One of Campbell’s efforts is the Just Peachy program designed to reduce food waste and improve nutrition and food access in the company’s home of South Jersey. The Just Peachy program involved working together with Eastern ProPak, the Food Bank of South Jersey, and a farmers’ cooperative to use 100,000 pounds of undersized peaches to make salsa, with$300,000 in profits from the salsa sales going to the Food Bank. Had Campbell not intervened those peaches would have been thrown away as they were too small for the market. As a result of this program, Campbell has recently been named a US Chamber of Commerce 2017 Best Environmental Stewardship Finalist.
Campbell has also acted on a larger scale to help the environment, expanding renewable energy sources at its world headquarters in the fiscal year 2016, recycling 86% of waste, donating over $65 million to charity, and eliminating 2.2 million pounds of packaging. This year, Campbell broke ground on a new 4.4 megawatt (MW) solar array at its headquarters, joining the 9.8MW system at their largest soup plant in Napoleon, Ohio, and the 1MW system at their Pepperidge Farm bakery in Bloomfield, Conn. Campbell has been named to the Dow Jones Sustainability World Index for eight years in a row and the North America Index for nine years in a row.
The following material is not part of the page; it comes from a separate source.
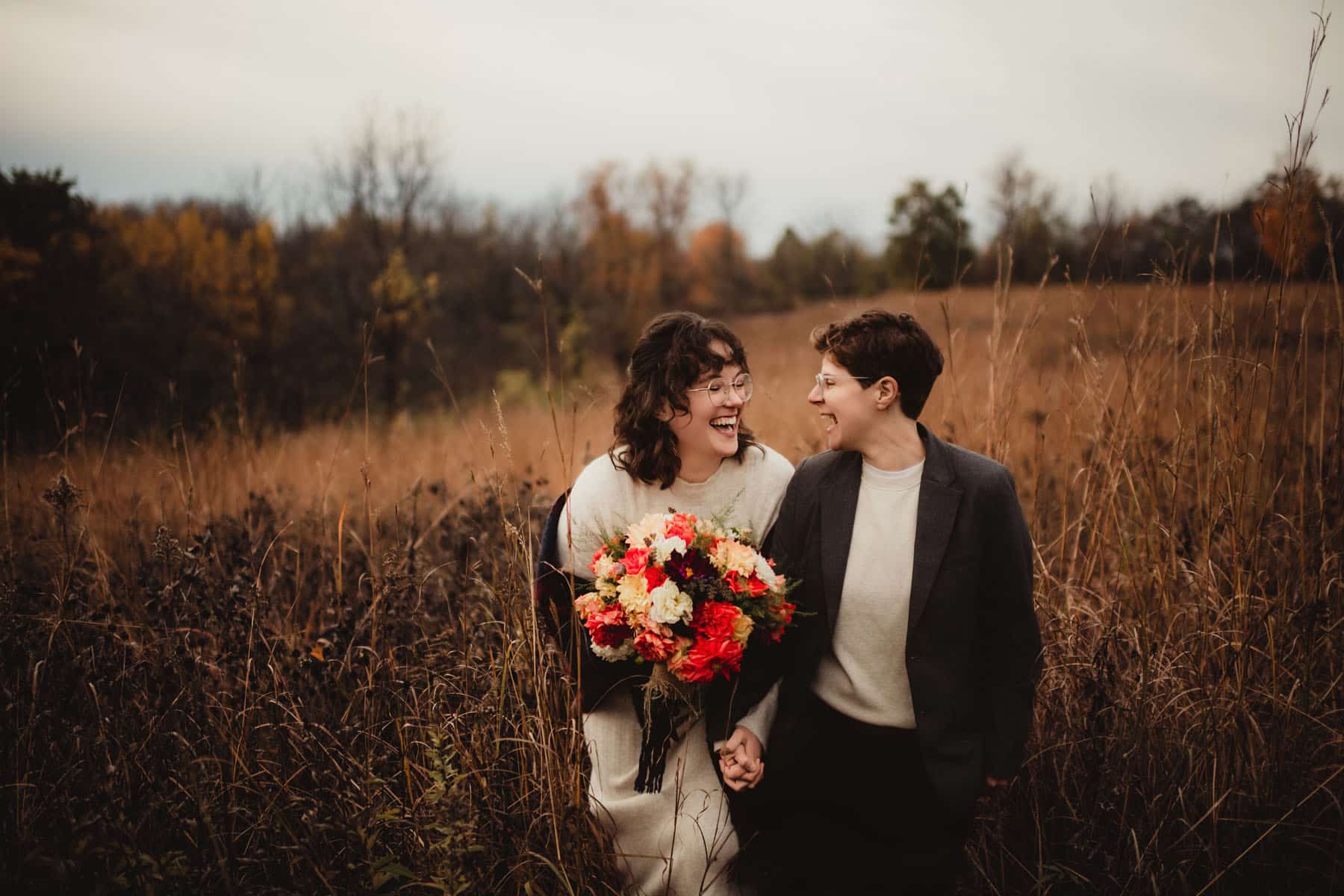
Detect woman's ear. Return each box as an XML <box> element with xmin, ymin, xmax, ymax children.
<box><xmin>874</xmin><ymin>376</ymin><xmax>900</xmax><ymax>411</ymax></box>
Other efforts to help the community include Campbell’s annual Make a Difference Week when employees volunteer 4,000 hours, 10,000 backpacks are donated to Feeding America and $60,000 in grants are made by the Campbell Soup Foundation to nonprofits. Morrison also built Campbell’s Healthy Communities program which seeks to improve the health of impoverished Camden, New Jersey youth. To accomplish this, Campbell works to provide more produce through local grocers to run local nutrition education classes, and to fund soccer programs to keep kids and teenagers active.
Finally, Morrison has also worked to improve policies for her own employees, including announcing 10 weeks of fully paid maternity and paternity leave for both male and female primary caregivers. Morrison shared on her LinkedIn blog, “As we strive to build a purpose-driven culture and create a supportive and challenging workplace, we need to look carefully at what matters to our employees. We know that providing for our families is one of the biggest reasons we come to work every day. Our new paid parental leave policy is intended to give parents the freedom and flexibility to experience those moments that occur in the first few months of their child’s life.”